Are they name dropping individuals you could verify these details with?
Ask around. Maybe there is an explanation.

Many questionable people are using the internet to build new lives more in line with their fantasies and less in line with who they really are, often fleeing probation restrictions and other legal obligations.

These impostors are doing this to invade your community. You could be part of what is enabling them to fit in, using their association with you to make others feel comfortable around them when they normally wouldn’t belong. It’s your good character, network of friends and public information that is making it possible.

Do friends who also have this person listed really know them, followed them based on “people you may know” feature or because they were contacted by this individual?

Maybe others have the same doubts you do but were apprehensive to say anything?

Does anyone really know this person dating back farther than a short period of time or on a limited basis?

Do they seem to latch onto the idea of utilizing your contacts or paying special attention to you that makes you uncomfortable?

Are they attributing a greater connection to you than is comfortable?

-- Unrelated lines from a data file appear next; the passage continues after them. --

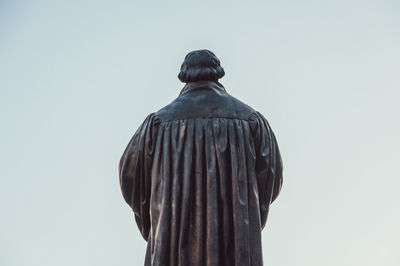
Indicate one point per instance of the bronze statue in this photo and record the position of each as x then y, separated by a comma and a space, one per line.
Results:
201, 173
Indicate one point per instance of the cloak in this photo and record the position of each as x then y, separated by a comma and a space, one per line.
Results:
200, 175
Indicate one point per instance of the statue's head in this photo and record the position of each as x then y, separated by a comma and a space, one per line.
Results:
201, 65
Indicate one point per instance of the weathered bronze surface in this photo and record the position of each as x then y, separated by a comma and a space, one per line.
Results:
201, 173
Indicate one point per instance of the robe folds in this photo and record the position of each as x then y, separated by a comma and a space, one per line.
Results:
200, 175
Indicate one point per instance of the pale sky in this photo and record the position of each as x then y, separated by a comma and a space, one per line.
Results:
77, 78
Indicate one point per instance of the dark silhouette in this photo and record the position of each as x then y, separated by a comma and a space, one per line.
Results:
201, 173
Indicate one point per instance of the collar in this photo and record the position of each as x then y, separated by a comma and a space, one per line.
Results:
203, 84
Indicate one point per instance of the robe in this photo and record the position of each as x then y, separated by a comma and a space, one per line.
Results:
200, 175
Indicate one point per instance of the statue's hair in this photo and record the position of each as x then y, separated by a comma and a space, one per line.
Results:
200, 65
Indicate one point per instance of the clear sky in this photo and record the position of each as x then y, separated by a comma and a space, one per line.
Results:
78, 77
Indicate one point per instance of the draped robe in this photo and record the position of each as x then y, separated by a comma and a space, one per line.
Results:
200, 175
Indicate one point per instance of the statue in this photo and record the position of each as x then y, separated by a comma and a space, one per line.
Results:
201, 173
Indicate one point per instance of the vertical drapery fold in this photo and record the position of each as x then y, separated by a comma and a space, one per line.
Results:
200, 187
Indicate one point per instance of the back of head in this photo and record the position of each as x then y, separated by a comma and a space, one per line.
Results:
201, 65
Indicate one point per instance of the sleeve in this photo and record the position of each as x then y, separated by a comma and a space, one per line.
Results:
135, 172
268, 163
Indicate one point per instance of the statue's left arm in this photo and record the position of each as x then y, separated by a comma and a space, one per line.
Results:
268, 163
135, 172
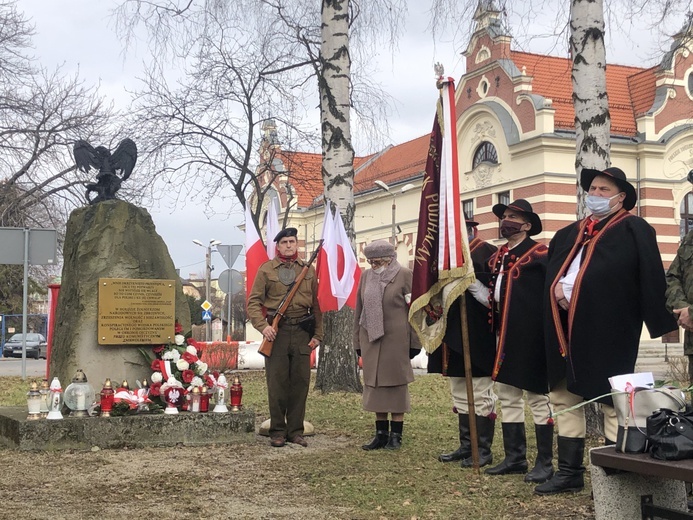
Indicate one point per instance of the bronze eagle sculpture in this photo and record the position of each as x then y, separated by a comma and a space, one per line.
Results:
108, 181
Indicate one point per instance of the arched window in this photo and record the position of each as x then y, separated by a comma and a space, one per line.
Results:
686, 224
486, 152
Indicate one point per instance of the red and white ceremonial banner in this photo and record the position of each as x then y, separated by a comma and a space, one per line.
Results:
272, 229
337, 267
442, 266
255, 252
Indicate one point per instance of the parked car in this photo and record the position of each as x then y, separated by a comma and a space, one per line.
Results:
36, 346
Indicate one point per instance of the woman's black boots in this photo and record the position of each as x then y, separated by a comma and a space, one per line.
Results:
381, 438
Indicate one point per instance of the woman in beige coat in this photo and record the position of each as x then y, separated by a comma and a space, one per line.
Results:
385, 342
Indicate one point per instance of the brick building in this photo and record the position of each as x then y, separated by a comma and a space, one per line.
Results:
516, 139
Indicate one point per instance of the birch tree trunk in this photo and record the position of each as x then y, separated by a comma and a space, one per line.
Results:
337, 369
590, 100
592, 118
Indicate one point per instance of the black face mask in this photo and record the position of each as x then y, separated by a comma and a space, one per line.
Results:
510, 228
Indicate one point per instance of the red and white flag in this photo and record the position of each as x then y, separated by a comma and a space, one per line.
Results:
272, 229
255, 252
337, 267
442, 266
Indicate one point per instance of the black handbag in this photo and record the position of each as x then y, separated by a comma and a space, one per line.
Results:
634, 407
670, 434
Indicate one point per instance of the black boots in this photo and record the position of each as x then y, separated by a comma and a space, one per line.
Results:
543, 467
570, 475
381, 436
485, 427
515, 446
465, 449
395, 440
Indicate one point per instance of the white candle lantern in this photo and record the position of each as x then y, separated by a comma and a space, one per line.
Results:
33, 402
220, 395
55, 400
44, 390
79, 395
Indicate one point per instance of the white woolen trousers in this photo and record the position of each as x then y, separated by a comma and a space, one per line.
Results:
484, 398
513, 405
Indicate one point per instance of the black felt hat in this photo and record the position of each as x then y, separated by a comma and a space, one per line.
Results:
286, 232
525, 208
469, 222
587, 175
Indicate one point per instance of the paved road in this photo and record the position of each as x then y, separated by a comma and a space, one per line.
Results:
13, 367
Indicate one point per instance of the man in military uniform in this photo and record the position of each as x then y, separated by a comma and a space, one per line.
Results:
448, 360
680, 294
518, 273
300, 331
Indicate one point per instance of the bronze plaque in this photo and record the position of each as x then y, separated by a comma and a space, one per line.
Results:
135, 312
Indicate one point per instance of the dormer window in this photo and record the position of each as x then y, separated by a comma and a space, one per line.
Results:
482, 55
487, 153
483, 87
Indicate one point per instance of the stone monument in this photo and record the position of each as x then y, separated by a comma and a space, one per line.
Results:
109, 239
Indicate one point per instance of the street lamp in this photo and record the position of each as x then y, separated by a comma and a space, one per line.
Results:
208, 279
380, 184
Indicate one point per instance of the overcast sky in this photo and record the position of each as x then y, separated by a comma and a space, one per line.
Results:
80, 34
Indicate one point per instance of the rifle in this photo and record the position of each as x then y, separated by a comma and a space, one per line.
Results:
266, 345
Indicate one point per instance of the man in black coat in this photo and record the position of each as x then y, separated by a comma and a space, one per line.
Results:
516, 295
604, 279
448, 360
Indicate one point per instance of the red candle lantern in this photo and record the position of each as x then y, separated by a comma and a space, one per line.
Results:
107, 394
236, 394
204, 399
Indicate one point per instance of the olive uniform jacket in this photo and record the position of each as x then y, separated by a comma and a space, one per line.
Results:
268, 292
448, 359
680, 285
620, 285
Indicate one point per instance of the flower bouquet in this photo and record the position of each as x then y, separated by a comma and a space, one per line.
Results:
176, 370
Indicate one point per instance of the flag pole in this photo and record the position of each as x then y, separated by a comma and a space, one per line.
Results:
473, 435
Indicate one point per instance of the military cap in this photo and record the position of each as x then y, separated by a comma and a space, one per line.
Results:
286, 232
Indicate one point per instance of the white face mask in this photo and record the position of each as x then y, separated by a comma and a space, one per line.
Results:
599, 205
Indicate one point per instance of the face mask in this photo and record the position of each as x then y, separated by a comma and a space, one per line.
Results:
599, 205
510, 228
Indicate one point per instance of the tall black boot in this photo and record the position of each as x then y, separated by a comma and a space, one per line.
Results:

Even if you can’t put a specific reason to why this person’s interactions bother you, that you feel unease at all is telling. Follow your instincts.
Check up on what you know about them, google is very useful. Your own network of friends in chat rooms, blog communities and social networking is the most useful.

Here are just a few examples of people that would have been caught sooner had others around them asked a few more questions,0,6335281.story,0,3817347.story

How well do you really know the people you gave access to your friends, family and co-workers?
Would you feel comfortable leaving them in your home unobserved? With your children, your gun collection, your valuables?
They can see all your hobbies and private family moments, but you may only be seeing a fictitious view they want you to see. Generally, that is the view of a wealthy, successful, family oriented person.

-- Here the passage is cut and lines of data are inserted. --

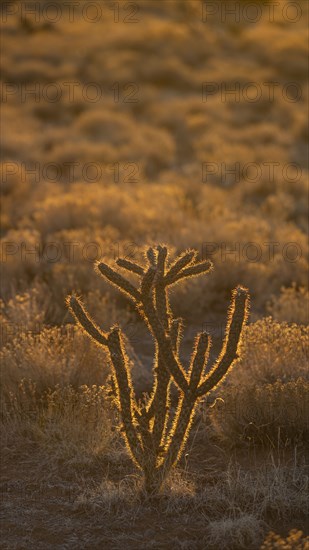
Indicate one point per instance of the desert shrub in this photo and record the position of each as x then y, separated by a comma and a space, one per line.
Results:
268, 414
242, 532
70, 423
265, 399
272, 351
154, 437
295, 540
292, 305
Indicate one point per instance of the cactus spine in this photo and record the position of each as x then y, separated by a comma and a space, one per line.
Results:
155, 436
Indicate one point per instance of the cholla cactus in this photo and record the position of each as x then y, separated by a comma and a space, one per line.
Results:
155, 435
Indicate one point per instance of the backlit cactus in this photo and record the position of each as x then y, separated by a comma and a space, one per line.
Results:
155, 434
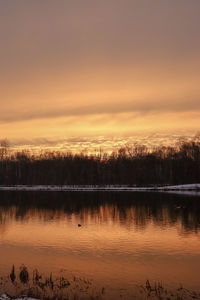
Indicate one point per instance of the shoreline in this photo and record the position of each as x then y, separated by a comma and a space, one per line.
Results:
87, 188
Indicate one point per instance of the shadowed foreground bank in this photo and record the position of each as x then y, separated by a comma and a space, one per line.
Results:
130, 165
24, 284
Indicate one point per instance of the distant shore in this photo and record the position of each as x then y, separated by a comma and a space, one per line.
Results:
168, 188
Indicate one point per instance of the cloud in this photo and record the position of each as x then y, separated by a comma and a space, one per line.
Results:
148, 107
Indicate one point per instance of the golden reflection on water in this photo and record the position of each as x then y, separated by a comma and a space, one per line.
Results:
124, 239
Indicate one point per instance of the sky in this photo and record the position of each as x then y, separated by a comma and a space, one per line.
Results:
94, 73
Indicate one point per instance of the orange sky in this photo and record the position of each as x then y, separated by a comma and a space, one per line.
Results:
83, 70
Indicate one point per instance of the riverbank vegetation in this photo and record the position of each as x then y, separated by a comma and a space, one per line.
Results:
25, 284
130, 165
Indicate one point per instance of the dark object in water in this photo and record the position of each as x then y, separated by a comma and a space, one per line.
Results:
12, 274
23, 275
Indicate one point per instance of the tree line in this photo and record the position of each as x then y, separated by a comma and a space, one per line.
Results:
130, 165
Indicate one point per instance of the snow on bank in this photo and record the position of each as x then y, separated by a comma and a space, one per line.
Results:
6, 297
184, 187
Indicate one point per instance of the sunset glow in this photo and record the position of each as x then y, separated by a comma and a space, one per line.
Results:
97, 72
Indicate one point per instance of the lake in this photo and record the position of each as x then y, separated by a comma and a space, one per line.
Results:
123, 239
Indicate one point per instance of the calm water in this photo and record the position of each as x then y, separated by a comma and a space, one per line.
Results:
124, 238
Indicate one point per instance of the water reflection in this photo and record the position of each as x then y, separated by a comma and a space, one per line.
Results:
125, 238
138, 209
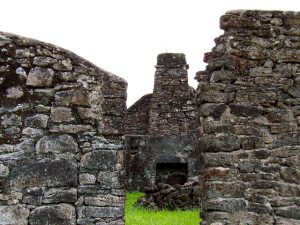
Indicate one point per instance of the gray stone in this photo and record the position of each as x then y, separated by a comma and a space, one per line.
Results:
40, 77
4, 40
77, 96
291, 175
105, 200
221, 142
43, 61
217, 159
285, 221
64, 65
4, 170
62, 214
102, 212
100, 143
21, 72
49, 173
225, 205
13, 215
25, 53
15, 92
57, 144
100, 160
217, 97
37, 121
33, 132
44, 96
12, 130
245, 110
70, 128
12, 120
292, 212
55, 195
61, 114
212, 109
86, 178
224, 76
110, 180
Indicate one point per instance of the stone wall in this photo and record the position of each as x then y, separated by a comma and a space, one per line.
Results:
249, 105
61, 146
137, 116
172, 108
160, 127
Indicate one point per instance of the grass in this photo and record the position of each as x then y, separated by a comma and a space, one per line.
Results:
135, 215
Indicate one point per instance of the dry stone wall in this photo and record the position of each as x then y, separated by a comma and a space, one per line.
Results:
249, 105
160, 127
61, 145
172, 108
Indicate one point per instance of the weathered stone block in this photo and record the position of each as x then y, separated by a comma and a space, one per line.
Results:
102, 212
49, 173
217, 159
224, 189
40, 77
224, 76
100, 160
86, 178
55, 195
57, 144
225, 205
37, 121
14, 92
212, 109
61, 114
44, 96
70, 128
43, 61
16, 215
62, 214
219, 143
110, 180
216, 97
218, 174
4, 170
292, 212
245, 110
290, 175
105, 200
33, 132
78, 96
252, 142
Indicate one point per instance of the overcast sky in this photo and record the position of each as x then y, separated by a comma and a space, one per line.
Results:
125, 36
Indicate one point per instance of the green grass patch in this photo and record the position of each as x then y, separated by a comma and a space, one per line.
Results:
135, 215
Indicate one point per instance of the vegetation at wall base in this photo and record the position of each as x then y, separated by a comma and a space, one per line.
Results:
135, 215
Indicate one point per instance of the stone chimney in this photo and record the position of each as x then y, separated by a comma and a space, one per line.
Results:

Do you personally know anyone who has seen their home? Not an “online” friend, someone you know beyond the cover of a computer screen or phone.
If you answered “no” there may be a reason why.
If it’s “yes”, were expectations in line with what they actually saw; homes, wealth, cars, family?

People easily forget most online interactions enable you to know only what someone wants you to. That’s what is so appealing. Thanks to the internet the line between “stranger” and “friend “ is blurred.

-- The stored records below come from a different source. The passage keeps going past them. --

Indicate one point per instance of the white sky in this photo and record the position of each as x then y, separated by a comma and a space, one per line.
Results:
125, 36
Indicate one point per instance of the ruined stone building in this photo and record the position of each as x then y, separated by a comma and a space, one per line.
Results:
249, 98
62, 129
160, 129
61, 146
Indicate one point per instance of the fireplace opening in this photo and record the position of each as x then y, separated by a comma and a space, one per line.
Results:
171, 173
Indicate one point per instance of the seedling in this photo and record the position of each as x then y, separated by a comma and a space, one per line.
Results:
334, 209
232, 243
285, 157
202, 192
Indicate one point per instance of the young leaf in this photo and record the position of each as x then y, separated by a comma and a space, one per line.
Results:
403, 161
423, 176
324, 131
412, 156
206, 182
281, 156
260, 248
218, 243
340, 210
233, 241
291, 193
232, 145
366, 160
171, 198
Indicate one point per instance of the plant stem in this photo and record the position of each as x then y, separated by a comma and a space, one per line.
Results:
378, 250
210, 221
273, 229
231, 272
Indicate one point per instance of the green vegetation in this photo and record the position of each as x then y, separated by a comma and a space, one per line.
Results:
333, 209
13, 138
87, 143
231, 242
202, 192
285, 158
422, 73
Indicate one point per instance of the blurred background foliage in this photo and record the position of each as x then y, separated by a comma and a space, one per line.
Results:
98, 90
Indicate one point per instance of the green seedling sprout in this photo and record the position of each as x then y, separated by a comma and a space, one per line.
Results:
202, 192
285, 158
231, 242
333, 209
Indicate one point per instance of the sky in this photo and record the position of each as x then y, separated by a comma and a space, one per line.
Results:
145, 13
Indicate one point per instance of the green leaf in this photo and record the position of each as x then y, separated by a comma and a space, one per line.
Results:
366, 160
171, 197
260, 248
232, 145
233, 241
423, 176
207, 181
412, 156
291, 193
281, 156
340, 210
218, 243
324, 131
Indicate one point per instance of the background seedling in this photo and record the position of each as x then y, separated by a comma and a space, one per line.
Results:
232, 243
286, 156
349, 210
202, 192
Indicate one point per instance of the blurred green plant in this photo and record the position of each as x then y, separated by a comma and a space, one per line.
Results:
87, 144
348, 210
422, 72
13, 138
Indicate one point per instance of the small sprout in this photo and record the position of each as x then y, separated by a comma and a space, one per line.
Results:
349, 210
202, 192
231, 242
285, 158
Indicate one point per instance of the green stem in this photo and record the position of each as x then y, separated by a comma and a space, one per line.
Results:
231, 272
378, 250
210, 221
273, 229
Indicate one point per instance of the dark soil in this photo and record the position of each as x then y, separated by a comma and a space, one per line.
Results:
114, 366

Someone tells you about previous experiences like employment or hobbies because they want you to know it. How often do people really check these statements? Generally, not until after a problem alerts them. Sometimes, not even then because they fear being wrong. Everyone is waiting for someone else to come forward.

Some online interactions could have less than decent intentions. That these “friends” utilize you for job and personal references with the goal of burying their previous lives under their new identity.

You can protect yourself from these types of people by asking yourself how well you really know them.

Can you vouch for their history enough that you can confirm without hesitation they were never incarcerated? Would it matter to you if you were wrong? What if it were a violent crime?

Look through who they consider “good friends.” How far back do these references know them? Do you know anyone who went to school with them? Worked in a job with them? Dated someone in their family?

Most people are surrounded by an assortment of friends from all stages in their life; childhood, career, school, neighbors, family, religion, etc. If a large portion of their life isn’t represented there is a reason why. Without knowing these details you are relying on someone’s self report which might not be anywhere near who they really are.

Do you see this person only once a year at an convention or workshop? Do you know anyone who has daily, personal contact with them and can confirm they are still employed where they say?

Do they claim to be an expert in an area you suspect they aren’t?
In interactions with them do you find yourself thinking “how could they not know that?”
Could they be making assertions of being an expert to get closer to a particular person, field of work, weapons or property?

These questions are all particularly important if you are considering marrying or raising children with someone. Not just for online interactions.

If you can’t account for every milestone period in their life (birth, upbringing, extended education/military, career, residence, family, origin of finances) then you really can’t say you know them. This is more than fearing someone will uncover you were a dork in a high school, slept with the football team in college and got fired for oversleeping in your 20’s. People don’t abandon entire periods of their life for average, embarrassing indiscretions.

If a portion of their history is absent it’s because they don’t want you to know. Why?
Are they fleeing from something?
Lacking in certifications or education for a job?
Avoiding court ordered payments like child support?

It’s important to look at how people have treated those around them, dealt with various situations through their entire lives to get a picture of who they really are. Otherwise it is a censored version that makes them desirable.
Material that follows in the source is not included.